Council spending data
In June 2010 the UK Government told local authorities that they should publish items of spending over £500. That came into affect in January 2011 although only 293 of the 326 councils met that target.
At The Bureau Local's local journalism hack day I found myself wrangling the files published by Leeds City Council to help a local journalist who was tired of copying and pasting from multiple files. Thankfully, because they are all published in the same dataset on Data Mill North, it wasn't too hard to write code to grab all the files. Combining them was harder (more on that below).
I ended up making a visualisation of Leeds City Council spending that showed a monthly summary as well as let you search by beneficiary/supplier. I then had people from neighbouring authorities ask for versions for Bradford and Calderdale. I've since added Newcastle, Sheffield and Transport for London.

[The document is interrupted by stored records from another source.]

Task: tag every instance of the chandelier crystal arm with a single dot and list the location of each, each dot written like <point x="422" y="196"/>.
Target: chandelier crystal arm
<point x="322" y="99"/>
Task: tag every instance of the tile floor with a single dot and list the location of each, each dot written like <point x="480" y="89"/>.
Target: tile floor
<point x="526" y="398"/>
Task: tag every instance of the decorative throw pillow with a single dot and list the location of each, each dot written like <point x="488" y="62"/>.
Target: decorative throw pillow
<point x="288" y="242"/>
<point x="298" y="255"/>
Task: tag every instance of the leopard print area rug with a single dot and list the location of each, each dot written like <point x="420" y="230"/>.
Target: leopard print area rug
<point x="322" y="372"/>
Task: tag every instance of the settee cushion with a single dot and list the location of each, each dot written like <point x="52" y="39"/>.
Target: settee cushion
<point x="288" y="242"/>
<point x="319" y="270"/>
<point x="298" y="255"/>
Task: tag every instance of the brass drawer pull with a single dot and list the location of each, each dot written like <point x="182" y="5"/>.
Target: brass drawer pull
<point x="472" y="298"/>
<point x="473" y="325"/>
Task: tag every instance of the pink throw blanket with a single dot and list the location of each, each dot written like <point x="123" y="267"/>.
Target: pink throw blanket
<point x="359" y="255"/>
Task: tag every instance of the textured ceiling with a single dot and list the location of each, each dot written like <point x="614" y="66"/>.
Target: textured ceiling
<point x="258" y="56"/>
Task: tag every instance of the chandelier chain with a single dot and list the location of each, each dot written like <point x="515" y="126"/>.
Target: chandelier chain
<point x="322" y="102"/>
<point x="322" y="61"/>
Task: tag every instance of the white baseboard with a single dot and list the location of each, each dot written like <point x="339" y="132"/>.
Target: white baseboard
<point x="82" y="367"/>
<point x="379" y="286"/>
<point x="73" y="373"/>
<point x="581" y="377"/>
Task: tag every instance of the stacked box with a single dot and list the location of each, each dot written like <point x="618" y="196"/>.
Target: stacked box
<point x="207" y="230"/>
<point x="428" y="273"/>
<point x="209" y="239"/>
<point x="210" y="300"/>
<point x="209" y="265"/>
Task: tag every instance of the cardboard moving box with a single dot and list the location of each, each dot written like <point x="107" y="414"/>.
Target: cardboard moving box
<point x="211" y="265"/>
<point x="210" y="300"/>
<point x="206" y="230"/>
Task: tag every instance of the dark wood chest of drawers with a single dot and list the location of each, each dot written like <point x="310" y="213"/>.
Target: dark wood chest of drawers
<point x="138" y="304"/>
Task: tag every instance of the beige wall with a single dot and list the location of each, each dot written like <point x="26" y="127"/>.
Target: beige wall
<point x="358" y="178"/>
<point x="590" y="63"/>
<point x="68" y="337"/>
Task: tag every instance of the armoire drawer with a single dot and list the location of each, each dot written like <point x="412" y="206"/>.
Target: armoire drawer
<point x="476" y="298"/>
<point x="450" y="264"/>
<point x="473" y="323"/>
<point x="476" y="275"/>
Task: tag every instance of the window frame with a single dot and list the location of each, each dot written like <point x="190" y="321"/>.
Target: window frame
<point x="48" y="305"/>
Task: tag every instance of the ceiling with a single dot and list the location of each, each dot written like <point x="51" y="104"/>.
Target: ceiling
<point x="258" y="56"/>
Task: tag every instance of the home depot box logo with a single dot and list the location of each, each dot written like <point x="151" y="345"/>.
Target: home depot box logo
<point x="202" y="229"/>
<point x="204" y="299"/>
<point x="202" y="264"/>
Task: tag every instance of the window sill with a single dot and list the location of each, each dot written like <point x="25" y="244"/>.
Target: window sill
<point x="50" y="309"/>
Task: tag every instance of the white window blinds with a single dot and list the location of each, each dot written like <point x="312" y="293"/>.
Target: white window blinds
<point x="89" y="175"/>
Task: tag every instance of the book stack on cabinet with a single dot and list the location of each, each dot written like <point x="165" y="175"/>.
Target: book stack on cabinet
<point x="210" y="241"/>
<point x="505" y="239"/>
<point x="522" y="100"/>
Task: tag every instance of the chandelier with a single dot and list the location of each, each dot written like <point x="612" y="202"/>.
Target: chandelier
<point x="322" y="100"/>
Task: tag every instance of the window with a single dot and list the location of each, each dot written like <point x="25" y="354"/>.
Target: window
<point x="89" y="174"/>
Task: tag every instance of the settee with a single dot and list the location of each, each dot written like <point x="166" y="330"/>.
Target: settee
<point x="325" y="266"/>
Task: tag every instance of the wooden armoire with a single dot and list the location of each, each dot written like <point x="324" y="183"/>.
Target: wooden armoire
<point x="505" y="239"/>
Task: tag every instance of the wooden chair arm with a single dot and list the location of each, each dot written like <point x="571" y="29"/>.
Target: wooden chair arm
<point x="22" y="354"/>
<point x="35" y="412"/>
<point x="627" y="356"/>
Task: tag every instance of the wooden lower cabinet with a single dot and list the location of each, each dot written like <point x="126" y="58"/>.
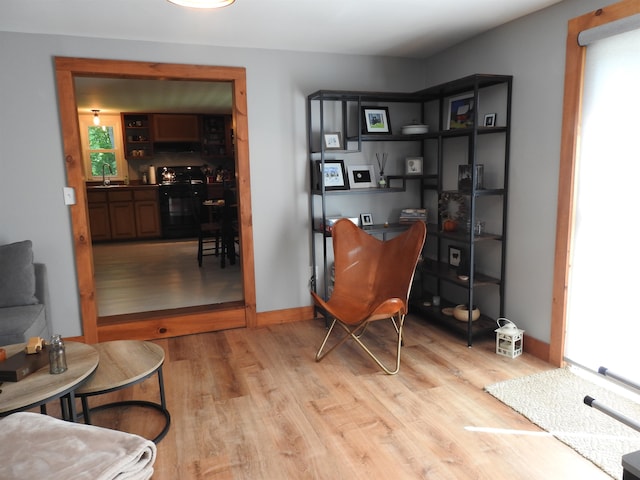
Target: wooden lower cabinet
<point x="123" y="221"/>
<point x="124" y="213"/>
<point x="99" y="221"/>
<point x="147" y="213"/>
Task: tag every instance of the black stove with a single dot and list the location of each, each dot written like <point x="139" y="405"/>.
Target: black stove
<point x="181" y="188"/>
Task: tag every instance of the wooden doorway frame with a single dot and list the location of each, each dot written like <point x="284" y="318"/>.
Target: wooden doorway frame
<point x="572" y="113"/>
<point x="167" y="323"/>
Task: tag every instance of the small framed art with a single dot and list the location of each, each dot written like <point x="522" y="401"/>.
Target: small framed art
<point x="455" y="256"/>
<point x="333" y="141"/>
<point x="361" y="176"/>
<point x="376" y="120"/>
<point x="461" y="111"/>
<point x="490" y="120"/>
<point x="366" y="219"/>
<point x="333" y="176"/>
<point x="414" y="166"/>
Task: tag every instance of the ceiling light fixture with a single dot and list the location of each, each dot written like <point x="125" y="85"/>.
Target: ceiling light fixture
<point x="203" y="3"/>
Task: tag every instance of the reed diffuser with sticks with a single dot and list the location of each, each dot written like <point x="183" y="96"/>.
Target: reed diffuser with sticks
<point x="382" y="161"/>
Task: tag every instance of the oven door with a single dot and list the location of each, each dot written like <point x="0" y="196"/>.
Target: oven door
<point x="177" y="216"/>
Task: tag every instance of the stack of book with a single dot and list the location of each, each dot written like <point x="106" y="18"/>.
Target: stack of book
<point x="410" y="215"/>
<point x="330" y="222"/>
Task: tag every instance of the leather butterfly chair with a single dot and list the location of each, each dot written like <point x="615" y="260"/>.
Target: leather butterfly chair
<point x="372" y="282"/>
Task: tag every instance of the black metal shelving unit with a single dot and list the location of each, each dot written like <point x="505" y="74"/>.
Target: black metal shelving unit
<point x="434" y="276"/>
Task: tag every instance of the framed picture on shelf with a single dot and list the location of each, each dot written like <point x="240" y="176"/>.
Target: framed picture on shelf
<point x="366" y="220"/>
<point x="362" y="176"/>
<point x="455" y="256"/>
<point x="490" y="120"/>
<point x="414" y="166"/>
<point x="333" y="176"/>
<point x="333" y="141"/>
<point x="461" y="111"/>
<point x="376" y="120"/>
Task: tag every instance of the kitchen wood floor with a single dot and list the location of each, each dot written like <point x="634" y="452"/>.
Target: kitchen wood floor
<point x="254" y="404"/>
<point x="133" y="277"/>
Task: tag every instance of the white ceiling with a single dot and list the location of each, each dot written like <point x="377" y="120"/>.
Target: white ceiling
<point x="399" y="28"/>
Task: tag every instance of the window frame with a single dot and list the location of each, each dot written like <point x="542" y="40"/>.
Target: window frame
<point x="571" y="117"/>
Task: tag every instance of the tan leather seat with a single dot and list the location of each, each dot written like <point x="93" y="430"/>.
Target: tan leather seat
<point x="372" y="282"/>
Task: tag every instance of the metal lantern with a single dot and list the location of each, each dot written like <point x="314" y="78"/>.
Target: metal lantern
<point x="509" y="338"/>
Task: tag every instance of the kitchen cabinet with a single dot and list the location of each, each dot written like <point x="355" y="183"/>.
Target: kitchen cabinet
<point x="217" y="136"/>
<point x="147" y="213"/>
<point x="99" y="216"/>
<point x="136" y="128"/>
<point x="175" y="127"/>
<point x="123" y="212"/>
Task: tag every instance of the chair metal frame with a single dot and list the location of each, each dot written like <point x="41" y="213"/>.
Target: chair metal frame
<point x="372" y="282"/>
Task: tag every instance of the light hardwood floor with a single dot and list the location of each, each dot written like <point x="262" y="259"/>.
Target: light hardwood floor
<point x="254" y="404"/>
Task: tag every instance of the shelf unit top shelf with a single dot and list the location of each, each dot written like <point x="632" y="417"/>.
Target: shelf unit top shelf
<point x="431" y="93"/>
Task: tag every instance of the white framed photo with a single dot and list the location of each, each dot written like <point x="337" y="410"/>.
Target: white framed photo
<point x="361" y="176"/>
<point x="490" y="120"/>
<point x="461" y="111"/>
<point x="366" y="219"/>
<point x="414" y="166"/>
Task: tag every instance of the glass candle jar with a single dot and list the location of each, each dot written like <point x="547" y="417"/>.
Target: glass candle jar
<point x="57" y="355"/>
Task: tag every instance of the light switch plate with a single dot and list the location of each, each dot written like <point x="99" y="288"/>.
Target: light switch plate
<point x="69" y="196"/>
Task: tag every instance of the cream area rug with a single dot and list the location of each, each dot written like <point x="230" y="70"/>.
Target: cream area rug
<point x="554" y="400"/>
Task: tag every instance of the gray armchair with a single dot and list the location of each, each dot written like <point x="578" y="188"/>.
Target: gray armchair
<point x="22" y="314"/>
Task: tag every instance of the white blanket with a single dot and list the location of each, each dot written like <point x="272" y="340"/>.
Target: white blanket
<point x="38" y="446"/>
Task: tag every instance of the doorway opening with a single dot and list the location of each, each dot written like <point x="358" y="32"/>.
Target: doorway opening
<point x="160" y="323"/>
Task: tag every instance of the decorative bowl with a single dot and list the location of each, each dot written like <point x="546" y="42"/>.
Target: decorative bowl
<point x="461" y="312"/>
<point x="415" y="129"/>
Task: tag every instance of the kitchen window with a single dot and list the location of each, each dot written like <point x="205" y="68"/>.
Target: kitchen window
<point x="102" y="148"/>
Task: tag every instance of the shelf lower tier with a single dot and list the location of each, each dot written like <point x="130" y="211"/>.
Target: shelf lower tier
<point x="483" y="326"/>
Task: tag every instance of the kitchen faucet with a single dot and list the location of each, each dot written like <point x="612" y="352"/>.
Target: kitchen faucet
<point x="105" y="180"/>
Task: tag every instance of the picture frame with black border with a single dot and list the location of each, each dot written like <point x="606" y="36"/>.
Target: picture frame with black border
<point x="413" y="166"/>
<point x="361" y="176"/>
<point x="334" y="176"/>
<point x="333" y="141"/>
<point x="455" y="256"/>
<point x="461" y="111"/>
<point x="366" y="220"/>
<point x="490" y="120"/>
<point x="376" y="120"/>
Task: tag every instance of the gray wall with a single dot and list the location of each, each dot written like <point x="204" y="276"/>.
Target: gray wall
<point x="532" y="49"/>
<point x="32" y="172"/>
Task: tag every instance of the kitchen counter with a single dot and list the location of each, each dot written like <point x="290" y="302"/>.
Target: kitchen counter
<point x="99" y="186"/>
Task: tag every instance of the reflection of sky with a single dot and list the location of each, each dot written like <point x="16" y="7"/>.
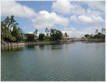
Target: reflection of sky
<point x="27" y="25"/>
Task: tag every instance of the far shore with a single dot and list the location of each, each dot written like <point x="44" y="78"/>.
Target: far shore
<point x="12" y="45"/>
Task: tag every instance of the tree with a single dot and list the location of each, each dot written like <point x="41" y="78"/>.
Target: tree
<point x="47" y="31"/>
<point x="65" y="34"/>
<point x="87" y="36"/>
<point x="29" y="37"/>
<point x="10" y="30"/>
<point x="35" y="33"/>
<point x="41" y="37"/>
<point x="96" y="31"/>
<point x="55" y="35"/>
<point x="17" y="33"/>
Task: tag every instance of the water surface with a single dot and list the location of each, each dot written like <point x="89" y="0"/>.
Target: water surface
<point x="66" y="62"/>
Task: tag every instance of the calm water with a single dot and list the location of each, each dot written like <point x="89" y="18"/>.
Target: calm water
<point x="67" y="62"/>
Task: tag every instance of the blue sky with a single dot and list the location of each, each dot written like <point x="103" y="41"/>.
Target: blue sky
<point x="75" y="18"/>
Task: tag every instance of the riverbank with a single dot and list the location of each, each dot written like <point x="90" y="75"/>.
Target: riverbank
<point x="8" y="45"/>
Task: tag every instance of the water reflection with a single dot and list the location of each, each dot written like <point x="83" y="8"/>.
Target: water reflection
<point x="41" y="47"/>
<point x="13" y="49"/>
<point x="30" y="46"/>
<point x="56" y="47"/>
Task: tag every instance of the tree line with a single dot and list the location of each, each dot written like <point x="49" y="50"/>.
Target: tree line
<point x="11" y="32"/>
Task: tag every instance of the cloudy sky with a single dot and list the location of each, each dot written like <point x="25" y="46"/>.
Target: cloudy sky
<point x="74" y="17"/>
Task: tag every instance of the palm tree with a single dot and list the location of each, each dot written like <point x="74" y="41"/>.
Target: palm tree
<point x="35" y="33"/>
<point x="47" y="31"/>
<point x="96" y="31"/>
<point x="103" y="30"/>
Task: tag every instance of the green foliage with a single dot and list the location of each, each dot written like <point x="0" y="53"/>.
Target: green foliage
<point x="55" y="35"/>
<point x="96" y="36"/>
<point x="10" y="31"/>
<point x="41" y="37"/>
<point x="29" y="37"/>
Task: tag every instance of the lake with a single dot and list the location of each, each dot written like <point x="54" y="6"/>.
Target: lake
<point x="63" y="62"/>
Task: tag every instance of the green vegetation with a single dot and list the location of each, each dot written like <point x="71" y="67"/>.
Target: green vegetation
<point x="55" y="35"/>
<point x="41" y="37"/>
<point x="10" y="32"/>
<point x="98" y="35"/>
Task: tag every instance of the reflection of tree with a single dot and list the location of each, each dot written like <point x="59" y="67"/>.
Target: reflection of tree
<point x="58" y="46"/>
<point x="30" y="46"/>
<point x="41" y="47"/>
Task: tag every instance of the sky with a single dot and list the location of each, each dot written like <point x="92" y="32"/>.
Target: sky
<point x="74" y="17"/>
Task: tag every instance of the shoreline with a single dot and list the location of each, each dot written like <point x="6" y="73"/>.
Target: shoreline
<point x="13" y="45"/>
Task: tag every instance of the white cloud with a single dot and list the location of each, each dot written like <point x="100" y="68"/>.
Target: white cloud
<point x="67" y="7"/>
<point x="45" y="19"/>
<point x="98" y="5"/>
<point x="85" y="19"/>
<point x="12" y="7"/>
<point x="62" y="6"/>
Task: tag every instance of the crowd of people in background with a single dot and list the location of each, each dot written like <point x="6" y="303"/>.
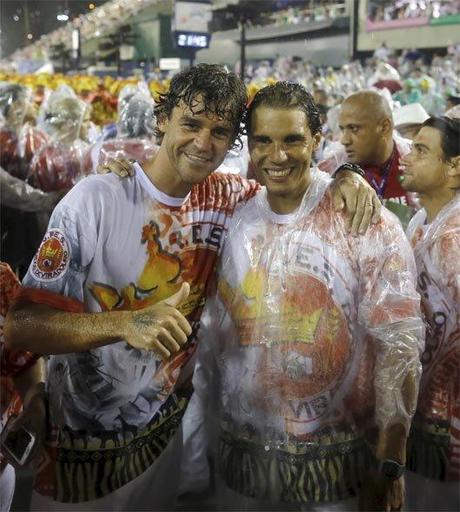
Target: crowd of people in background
<point x="395" y="121"/>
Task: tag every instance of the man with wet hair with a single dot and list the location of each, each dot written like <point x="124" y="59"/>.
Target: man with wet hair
<point x="432" y="169"/>
<point x="138" y="254"/>
<point x="316" y="334"/>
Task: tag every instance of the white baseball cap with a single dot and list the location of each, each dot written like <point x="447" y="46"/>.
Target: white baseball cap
<point x="413" y="113"/>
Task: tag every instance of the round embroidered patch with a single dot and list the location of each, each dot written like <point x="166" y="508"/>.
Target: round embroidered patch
<point x="52" y="258"/>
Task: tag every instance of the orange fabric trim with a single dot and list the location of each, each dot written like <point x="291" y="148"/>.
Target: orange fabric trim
<point x="53" y="300"/>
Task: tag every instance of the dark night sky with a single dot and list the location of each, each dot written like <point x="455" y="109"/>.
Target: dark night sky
<point x="42" y="19"/>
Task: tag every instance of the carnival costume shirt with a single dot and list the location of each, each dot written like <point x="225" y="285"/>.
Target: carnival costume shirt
<point x="435" y="437"/>
<point x="315" y="332"/>
<point x="121" y="244"/>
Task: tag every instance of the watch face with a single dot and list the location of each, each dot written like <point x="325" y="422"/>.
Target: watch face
<point x="392" y="470"/>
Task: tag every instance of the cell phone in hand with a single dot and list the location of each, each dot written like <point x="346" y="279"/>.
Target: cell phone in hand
<point x="18" y="444"/>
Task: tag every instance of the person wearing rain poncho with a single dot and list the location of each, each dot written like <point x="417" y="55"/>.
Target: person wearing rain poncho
<point x="432" y="169"/>
<point x="135" y="130"/>
<point x="139" y="254"/>
<point x="368" y="139"/>
<point x="59" y="164"/>
<point x="316" y="334"/>
<point x="19" y="139"/>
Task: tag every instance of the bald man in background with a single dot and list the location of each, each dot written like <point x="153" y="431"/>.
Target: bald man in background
<point x="370" y="141"/>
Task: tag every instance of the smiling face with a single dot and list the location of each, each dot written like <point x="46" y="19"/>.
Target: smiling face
<point x="281" y="147"/>
<point x="195" y="142"/>
<point x="425" y="170"/>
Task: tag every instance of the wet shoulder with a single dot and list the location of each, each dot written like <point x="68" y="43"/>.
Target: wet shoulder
<point x="221" y="191"/>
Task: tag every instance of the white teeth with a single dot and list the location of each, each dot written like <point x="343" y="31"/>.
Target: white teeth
<point x="196" y="158"/>
<point x="278" y="174"/>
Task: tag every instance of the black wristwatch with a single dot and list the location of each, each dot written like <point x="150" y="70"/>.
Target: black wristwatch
<point x="390" y="469"/>
<point x="350" y="167"/>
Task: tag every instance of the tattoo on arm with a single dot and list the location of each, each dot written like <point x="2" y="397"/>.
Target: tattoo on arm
<point x="144" y="319"/>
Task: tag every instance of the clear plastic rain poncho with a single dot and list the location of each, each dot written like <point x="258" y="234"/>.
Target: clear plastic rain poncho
<point x="135" y="130"/>
<point x="317" y="338"/>
<point x="65" y="159"/>
<point x="19" y="139"/>
<point x="435" y="434"/>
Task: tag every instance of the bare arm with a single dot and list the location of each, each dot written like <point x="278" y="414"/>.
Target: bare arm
<point x="44" y="330"/>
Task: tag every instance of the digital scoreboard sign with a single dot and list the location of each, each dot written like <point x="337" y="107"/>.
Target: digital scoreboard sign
<point x="191" y="22"/>
<point x="192" y="40"/>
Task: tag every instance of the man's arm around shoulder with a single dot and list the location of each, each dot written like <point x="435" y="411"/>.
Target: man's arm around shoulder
<point x="43" y="329"/>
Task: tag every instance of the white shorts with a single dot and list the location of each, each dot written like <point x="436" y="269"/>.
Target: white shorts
<point x="155" y="489"/>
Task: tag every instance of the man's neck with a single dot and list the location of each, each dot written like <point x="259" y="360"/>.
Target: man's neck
<point x="284" y="205"/>
<point x="435" y="201"/>
<point x="164" y="176"/>
<point x="384" y="153"/>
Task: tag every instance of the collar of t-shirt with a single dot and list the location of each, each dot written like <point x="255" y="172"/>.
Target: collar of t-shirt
<point x="391" y="187"/>
<point x="154" y="192"/>
<point x="276" y="218"/>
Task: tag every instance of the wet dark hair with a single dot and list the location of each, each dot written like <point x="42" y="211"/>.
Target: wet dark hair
<point x="223" y="93"/>
<point x="9" y="94"/>
<point x="450" y="134"/>
<point x="286" y="95"/>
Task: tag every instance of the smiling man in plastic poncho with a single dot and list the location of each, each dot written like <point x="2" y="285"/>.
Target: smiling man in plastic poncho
<point x="317" y="334"/>
<point x="432" y="169"/>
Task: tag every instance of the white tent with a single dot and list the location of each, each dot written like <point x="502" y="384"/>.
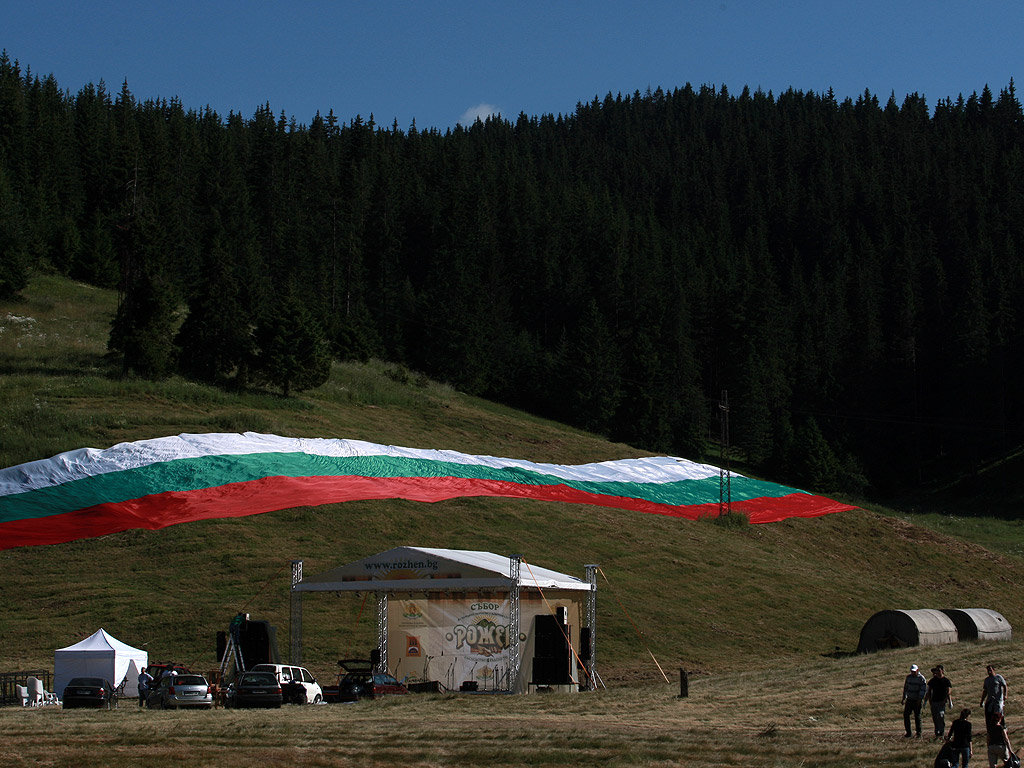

One of my biggest headaches has been inconsistencies in formatting of CSV files. Column headings vary with time and between councils. The precise names of beneficiaries vary within a council often due to random truncation of text or changes in case. The "Organisational Unit" within a Council can change name over time. It really looks as if there is quite a bit of manual entry of fields that should be well defined.
Within columns I've had to deal with a large number of unnecessary complications that our Open Data Tips document warns against. One example being around dates. Councils use a huge range of date formats (sometimes within one CSV file). Here are some of the date formats I've found that would all refer to the same date:
- 14 June 2012
- 14th Jun 2012
- 41072 (this is the number of days since 1900)
The American format dates were the ones that caught me most by surprise (looking at you Sheffield City Council). As a result I now pre-parse a CSV file looking for XX/ZZ/YYYY dates and then counting up how many of them had a number greater than 12 in the XX and ZZ parts of the date to decide if the file is American or British. If there is a mix of American and British within a file I have no chance of knowing which is which. Thankfully that hasn't happened... yet. Ideally, everyone would be publishing dates using the international standard ISO8601, as recommended by the Government Digital Service, to remove the uncertainty. I'd love it if the Microsoft Excel programmers could make CSV export default to storing dates as ISO8601.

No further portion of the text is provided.